Cycle life: Longer lifespan makes LFP particularly suitable for commercial vehicles and energy storage.
Manufacturing scale: China's established production capacity enables rapid deployment.
Technical Improvements Closing the Gap
The traditional disadvantage of LFP—lower energy density compared to NMC—is becoming less significant through several innovations:
Structural battery designs: Cell-to-pack and cell-to-chassis configurations maximize space utilization.
Material optimization: Advanced cathode and anode formulations improve energy storage.
Thermal management: Better cooling systems allow cells to operate at peak efficiency.

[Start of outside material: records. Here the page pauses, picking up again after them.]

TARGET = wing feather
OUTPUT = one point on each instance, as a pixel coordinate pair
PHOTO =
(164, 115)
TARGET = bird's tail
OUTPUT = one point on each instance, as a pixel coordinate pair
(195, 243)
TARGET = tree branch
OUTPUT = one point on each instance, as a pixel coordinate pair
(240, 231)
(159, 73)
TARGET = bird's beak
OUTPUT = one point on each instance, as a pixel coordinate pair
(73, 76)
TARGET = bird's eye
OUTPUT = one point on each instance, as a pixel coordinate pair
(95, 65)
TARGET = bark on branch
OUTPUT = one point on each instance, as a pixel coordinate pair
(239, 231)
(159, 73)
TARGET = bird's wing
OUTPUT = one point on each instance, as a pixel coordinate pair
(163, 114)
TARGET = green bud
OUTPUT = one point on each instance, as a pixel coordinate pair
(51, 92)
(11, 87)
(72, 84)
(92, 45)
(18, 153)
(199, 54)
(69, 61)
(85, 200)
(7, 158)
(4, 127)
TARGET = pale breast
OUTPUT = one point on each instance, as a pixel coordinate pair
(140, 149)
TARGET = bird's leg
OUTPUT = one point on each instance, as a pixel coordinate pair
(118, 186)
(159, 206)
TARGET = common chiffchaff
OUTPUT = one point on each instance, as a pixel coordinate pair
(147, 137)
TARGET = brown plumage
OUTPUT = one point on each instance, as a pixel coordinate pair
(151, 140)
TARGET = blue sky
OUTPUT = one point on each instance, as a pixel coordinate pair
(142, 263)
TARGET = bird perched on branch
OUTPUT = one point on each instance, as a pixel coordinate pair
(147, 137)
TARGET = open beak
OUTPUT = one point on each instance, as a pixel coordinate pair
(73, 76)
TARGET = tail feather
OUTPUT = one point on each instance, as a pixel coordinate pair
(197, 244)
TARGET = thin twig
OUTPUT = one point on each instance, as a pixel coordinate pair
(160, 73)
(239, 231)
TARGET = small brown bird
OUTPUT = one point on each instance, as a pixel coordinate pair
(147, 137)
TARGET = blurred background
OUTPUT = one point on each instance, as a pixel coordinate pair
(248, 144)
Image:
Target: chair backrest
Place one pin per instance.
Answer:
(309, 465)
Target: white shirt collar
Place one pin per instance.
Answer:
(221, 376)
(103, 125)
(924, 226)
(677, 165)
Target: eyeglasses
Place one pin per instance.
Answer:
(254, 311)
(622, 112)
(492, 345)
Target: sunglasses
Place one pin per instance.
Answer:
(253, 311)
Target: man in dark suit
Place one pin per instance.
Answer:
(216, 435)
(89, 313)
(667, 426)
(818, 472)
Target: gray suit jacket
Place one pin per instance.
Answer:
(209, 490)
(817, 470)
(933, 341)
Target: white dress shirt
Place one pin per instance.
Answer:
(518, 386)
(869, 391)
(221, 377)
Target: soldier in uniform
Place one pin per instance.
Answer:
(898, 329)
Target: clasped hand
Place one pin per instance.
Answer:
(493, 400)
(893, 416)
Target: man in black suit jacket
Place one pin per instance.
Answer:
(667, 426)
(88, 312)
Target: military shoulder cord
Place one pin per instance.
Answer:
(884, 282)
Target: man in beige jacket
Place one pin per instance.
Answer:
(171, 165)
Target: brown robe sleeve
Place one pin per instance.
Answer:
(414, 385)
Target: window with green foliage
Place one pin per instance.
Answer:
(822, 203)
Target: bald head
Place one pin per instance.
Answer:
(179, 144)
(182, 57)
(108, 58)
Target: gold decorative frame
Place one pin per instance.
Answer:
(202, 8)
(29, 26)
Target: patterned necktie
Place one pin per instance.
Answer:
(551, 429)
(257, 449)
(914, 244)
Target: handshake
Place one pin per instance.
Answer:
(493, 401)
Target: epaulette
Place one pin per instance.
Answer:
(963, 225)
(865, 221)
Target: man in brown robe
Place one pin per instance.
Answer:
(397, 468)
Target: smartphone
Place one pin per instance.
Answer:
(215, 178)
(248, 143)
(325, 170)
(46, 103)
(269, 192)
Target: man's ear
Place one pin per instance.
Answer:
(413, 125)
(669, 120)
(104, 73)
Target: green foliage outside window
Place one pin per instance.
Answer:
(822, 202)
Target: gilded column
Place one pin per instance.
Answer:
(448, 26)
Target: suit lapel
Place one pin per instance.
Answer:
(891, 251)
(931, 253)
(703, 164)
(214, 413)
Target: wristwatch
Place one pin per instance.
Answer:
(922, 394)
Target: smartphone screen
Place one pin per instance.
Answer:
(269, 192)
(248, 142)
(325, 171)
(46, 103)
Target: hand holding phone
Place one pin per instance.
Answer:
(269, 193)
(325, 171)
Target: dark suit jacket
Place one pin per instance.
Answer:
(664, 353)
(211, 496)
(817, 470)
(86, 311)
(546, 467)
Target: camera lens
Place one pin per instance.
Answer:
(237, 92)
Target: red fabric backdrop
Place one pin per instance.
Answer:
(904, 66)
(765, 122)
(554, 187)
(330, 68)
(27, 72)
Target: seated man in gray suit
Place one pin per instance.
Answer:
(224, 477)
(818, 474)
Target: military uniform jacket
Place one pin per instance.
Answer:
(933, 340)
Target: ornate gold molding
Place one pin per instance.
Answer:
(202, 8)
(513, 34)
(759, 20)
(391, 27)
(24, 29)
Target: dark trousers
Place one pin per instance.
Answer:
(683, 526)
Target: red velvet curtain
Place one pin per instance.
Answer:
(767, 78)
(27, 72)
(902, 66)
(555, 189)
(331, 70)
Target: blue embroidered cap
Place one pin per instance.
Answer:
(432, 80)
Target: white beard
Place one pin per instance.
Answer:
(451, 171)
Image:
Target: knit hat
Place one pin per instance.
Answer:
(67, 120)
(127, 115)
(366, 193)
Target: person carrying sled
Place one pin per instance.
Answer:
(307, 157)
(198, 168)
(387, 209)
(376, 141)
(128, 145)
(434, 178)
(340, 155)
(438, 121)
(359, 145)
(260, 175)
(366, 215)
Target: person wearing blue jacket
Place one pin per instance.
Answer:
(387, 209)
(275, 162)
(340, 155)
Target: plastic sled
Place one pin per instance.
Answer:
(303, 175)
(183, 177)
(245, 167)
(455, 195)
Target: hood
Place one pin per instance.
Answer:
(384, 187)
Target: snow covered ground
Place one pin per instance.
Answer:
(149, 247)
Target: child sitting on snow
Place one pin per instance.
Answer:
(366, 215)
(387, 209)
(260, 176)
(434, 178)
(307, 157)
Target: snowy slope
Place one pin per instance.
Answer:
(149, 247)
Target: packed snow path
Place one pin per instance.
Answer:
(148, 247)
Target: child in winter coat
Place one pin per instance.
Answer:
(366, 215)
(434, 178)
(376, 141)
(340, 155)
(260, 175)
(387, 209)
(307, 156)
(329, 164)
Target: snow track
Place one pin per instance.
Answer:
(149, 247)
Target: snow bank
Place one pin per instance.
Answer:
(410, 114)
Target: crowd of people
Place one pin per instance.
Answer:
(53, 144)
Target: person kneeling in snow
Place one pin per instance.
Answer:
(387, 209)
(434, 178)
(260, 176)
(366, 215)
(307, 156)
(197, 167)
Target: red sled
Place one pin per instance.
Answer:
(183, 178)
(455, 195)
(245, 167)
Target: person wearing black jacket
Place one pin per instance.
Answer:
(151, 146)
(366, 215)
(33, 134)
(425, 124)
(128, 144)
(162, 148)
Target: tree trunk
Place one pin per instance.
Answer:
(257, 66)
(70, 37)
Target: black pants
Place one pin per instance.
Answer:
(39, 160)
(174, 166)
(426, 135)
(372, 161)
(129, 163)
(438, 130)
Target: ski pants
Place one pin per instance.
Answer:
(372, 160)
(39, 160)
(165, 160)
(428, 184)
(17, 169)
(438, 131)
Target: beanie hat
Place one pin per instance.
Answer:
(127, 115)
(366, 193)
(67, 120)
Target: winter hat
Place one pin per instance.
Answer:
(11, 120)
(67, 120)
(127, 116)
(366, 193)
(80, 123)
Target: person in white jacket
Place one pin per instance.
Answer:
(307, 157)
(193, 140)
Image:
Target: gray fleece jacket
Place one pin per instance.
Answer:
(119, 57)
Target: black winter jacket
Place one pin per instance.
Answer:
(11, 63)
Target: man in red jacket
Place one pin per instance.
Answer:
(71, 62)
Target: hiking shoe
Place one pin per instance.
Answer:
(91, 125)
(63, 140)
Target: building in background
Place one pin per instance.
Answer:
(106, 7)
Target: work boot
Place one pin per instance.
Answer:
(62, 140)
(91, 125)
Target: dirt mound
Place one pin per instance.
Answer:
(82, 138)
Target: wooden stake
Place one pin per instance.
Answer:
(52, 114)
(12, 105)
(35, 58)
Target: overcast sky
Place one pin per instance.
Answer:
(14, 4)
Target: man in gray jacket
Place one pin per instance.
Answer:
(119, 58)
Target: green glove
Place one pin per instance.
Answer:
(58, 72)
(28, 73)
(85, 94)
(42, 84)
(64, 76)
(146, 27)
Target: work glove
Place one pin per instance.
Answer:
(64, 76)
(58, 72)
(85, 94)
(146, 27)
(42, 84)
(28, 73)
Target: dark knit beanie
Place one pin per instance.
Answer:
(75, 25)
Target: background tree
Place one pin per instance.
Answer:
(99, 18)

Pack-level engineering: Sophisticated battery management systems extract maximum performance.
Market Implications
The LFP transition represents more than a technical shift—it's reshaping global battery supply chains and competitive dynamics.
China's leadership in LFP production gives it enormous leverage in the global EV market. European automakers increasingly depend on Chinese battery suppliers, while U.S. manufacturers face difficult choices between cost competitiveness and domestic production requirements.
For consumers, LFP's rise could mean more affordable EVs with acceptable range, particularly in the $25,000–$40,000 price segment that remains underdeveloped in many markets.
The Road Ahead
LFP's dominance in 2025 likely represents the beginning, not the end, of this chemistry's growth trajectory. As energy density continues improving and costs decline further, LFP may extend into vehicle segments currently dominated by high-nickel batteries.
The main question is whether non-Chinese manufacturers can establish competitive LFP production capabilities or whether China's first-mover advantage proves insurmountable. For now, the data shows clear Chinese leadership in this critical battery technology.